上記送信機10との通信の過程で、処理ユニット21は、送信機10との接続が切断されたことを確認すると(S86:図15における手順(5)参照)、終了条件が満足されているか否かを判定する(S87)。一方、前記電波強度Sが前記閾値(−40dB)に達していないと(S83でNO)、処理ユニット21は、送信機10との通信を開始することなく、即ち、ブルートゥースLEの規定に基づいた通信手順に従った送信機10との通信処理を行わないことを決めて、終了条件が満足されているか否かを判定する(S89)。
以後、終了条件が満足されていない場合(S87でNO)、処理ユニット21は、ブルートゥースLEの規定に基づいた通信手順に従って送信機10から放送される所定情報ADV_INDがBT通信ユニット23にて受信される(S71でYES)毎に、同様の処理(S72〜S79)を実行する。
上述した無線通信システムによれば、前述した例と同様に、NFC(Near Field Communication)を模したユーザインタフェースを実現することができ、携帯端末20を送信機10に近接させたときに、携帯端末20と送信機10はよりセキュアな1対1の通信を行うことができる。
更に、携帯端末20の姿勢に基づいて、送信機10から放送される所定情報ADV_INDを受信した際に実行すべき処理を制御することができる。

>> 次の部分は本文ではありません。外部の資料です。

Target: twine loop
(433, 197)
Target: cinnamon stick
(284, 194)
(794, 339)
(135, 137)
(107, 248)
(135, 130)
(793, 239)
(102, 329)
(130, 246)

この場合、前記所定情報ADV_INDは、例えば、図16Aに示すフォーマットで図16Bに示す内容の情報を含む。即ち、前述した例(図3A及び図3B参照)と同様に1バイト目がデータサイズを表す情報(値)を、2バイト目がデータタイプを表す情報(値)を、3バイト目〜5バイト目が送信機10を特定するID番号(値)を、それぞれ表す。更に、6バイト目がX軸方向の加速度の基準についての情報(値)を、7バイト目がY軸方向の加速度の基準についての情報(値)を、8バイト目がZ軸方向の加速度の基準についての情報(値)を、それぞれ表す。前記X軸方向、Y軸方向及びZ軸方向の加速度の基準によって、携帯端末20の姿勢についての条件、例えば、Z軸方向に重力1Gがかかっている水平姿勢が表される。
携帯端末20の処理ユニット21は、例えば、図17に示す手順(アプリケーションプログラム)に従って処理を実行する。
図17において、処理ユニット21は、ブルートゥースLEの規定に基づいた通信手順に従って送信機10から放送されるADV_IND(図16A、図16B参照)がBT通信ユニットにて正常に受信されるか否かを繰り返し判定している(S91)。その過程で、BT通信ユニット23によって前記ADV_INDが正常に受信されたと判定すると(S91でYES)、処理ユニット21は、当該ADV_INDの解析が既に終了しているか否かを判定し(S92)、その解析がまだ終了していなければ(S92でNO)、処理ユニット21は、受信したADV_INDを解析して、携帯端末20の姿勢条件を表す三軸方向(X軸方向、Y軸方向、Z軸方向)の加速度基準値を取得する(S93)。この三軸方向の加速度基準値(姿勢条件)は、記憶部26に格納される。
そして、処理ユニット21は、加速度センサユニット27の検出信号に基づいて三軸方向の加速度に係る検出値を取得する(S93)。処理ユニット21は、その取得した加速度に係る検出値にて表される携帯端末20の姿勢が前記加速度基準値にて表される姿勢条件を満足するか否かを判定する(S95)。携帯端末20の姿勢が、例えば、図18Aに示すように、前記姿勢条件である送信機10と平行、即ち、水平姿勢であると判定すると(S95でYES)、処理ユニット21は、BT通信ユニット23が前記ADV_INDを受信する際の電波強度S(RSSI)を取得する(S96)。以後、前述した処理(図10参照)と同様に、携帯端末20が送信機10に極めて接近した状態にあって、前記電波強度Sが所定閾値(−40dB)以上であると(S97でYES)、処理ユニット21は、ポイント付与処理により付与すべきポイント数を50ポイント(50p)に決め(S98)、終了条件が満足されているか否かを判定する(S99)。一方、前記電波強度Sが前記閾値(−40dB)に達していないと(S97でNO)、処理ユニット21は、ポイント付与処理により付与すべきポイント数を決めることなく、即ち、前記ポイント付与処理を行わないことを決めて、終了条件が満足されているか否かを判定する(S99)。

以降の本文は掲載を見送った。